Hartmann quotes a Facebook employee claiming that Facebook was responsible for electing Trump. But the Trump election was extremely narrow. A great many things made the difference. It looks very likely that sexism made the difference, that voters in two key states viewing Hillary Clinton as too war-prone made the difference, that Trump lying and keeping a number of nasty secrets made the difference, that giving Bernie Sanders’ supporters the shaft made the difference, that the electoral college made the difference, that the reprehensible long public career of Hillary Clinton made the difference, that the corporate media’s taste for Trump-created ratings made the difference. Any one of these things (and many more) making the difference doesn’t suggest that all the others didn’t also make the difference. So, let’s not give too much weight to what Facebook supposedly did. Let’s ask, however, for some evidence that it did it.

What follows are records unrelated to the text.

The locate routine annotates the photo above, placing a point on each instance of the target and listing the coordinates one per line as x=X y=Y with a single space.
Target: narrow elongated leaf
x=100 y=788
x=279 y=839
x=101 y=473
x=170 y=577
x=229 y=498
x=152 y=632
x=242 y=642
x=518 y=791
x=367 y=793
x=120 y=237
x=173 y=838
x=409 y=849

Hartmann tries to suggest that events announced on Facebook by Russian trolls made the difference, without any actual evidence, and later in the book admitting that “[n]obody’s sure to this day (other, probably, than Facebook)” who announced certain non-existent “Black Antifa” events. Hartmann offers little to no evidence for the repeated claim that foreign governments are responsible in some meaningful way for the spread of crackpot conspiracy fantasies on U.S. social media — even though the crackpot fantasies don’t have any less proof behind them than do the claims about who has spread them.
Hartmann recounts the U.S.-Israeli “Stuxnet” cyber-attack on Iran as the first major such attack. He describes it as stimulating a huge Iranian investment in similar cyber-attack tools, and blames/credits Iran, Russia, and China for various attacks asserted by the U.S. government. We’re all expected to choose which bits of the claims of which of these lying scheming governments is true. I know two true things here:
1) My interest in personal privacy and the ability to freely assemble and protest is very different from a government’s right to keep what it’s doing in my name with my money secret.

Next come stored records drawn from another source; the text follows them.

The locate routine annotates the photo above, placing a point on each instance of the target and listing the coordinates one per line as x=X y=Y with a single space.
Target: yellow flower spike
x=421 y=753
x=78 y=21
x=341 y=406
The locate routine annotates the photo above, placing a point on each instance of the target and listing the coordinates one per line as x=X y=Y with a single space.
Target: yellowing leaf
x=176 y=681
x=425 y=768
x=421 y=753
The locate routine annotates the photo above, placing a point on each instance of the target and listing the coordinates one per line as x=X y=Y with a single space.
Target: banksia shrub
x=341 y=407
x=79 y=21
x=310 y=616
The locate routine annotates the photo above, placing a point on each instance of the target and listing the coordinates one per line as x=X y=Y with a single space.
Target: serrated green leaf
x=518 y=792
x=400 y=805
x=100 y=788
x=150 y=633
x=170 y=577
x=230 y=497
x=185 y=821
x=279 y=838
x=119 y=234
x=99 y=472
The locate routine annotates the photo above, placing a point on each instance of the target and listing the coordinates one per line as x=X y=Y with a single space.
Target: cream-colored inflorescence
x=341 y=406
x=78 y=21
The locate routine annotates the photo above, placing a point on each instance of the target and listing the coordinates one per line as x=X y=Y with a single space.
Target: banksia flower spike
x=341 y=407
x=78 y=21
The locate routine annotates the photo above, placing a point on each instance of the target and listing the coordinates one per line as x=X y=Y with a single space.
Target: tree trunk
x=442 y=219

2) The arrival of cyberwar does not erase other forms of war. Hartmann writes that “The risk/reward calculation for cyberwar is so much better than for nuclear war that it’s probable that nuclear warfare has become an anachronism.” Sorry, but nuclear warfare never made rational sense. Ever. And investment in it and preparations for it are rising swiftly.

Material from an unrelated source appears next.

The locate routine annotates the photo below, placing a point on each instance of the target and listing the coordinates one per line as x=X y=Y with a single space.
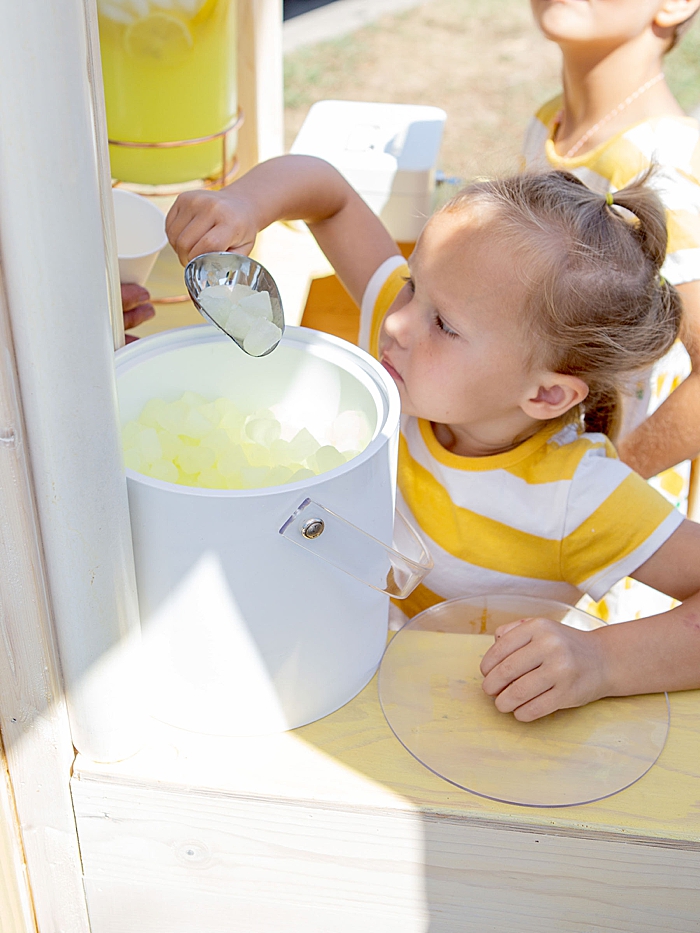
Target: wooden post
x=260 y=81
x=53 y=257
x=33 y=719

It seems to me that we should talk about the surveillance of people separately from talking about international cyber-attacks and militarism. Everyone seems to do a much better job at the former. When the latter gets mixed in, the patriotism seems to pervert the priorities. Do we want to disempower the surveillance state or further empower it? Do we want to bust up big tech or give it funding to help it fend off the evil foreigners? Governments that want to abuse their people without protest simply adore foreign enemies. You don’t have to adore them, but should at least realize what purpose they are serving.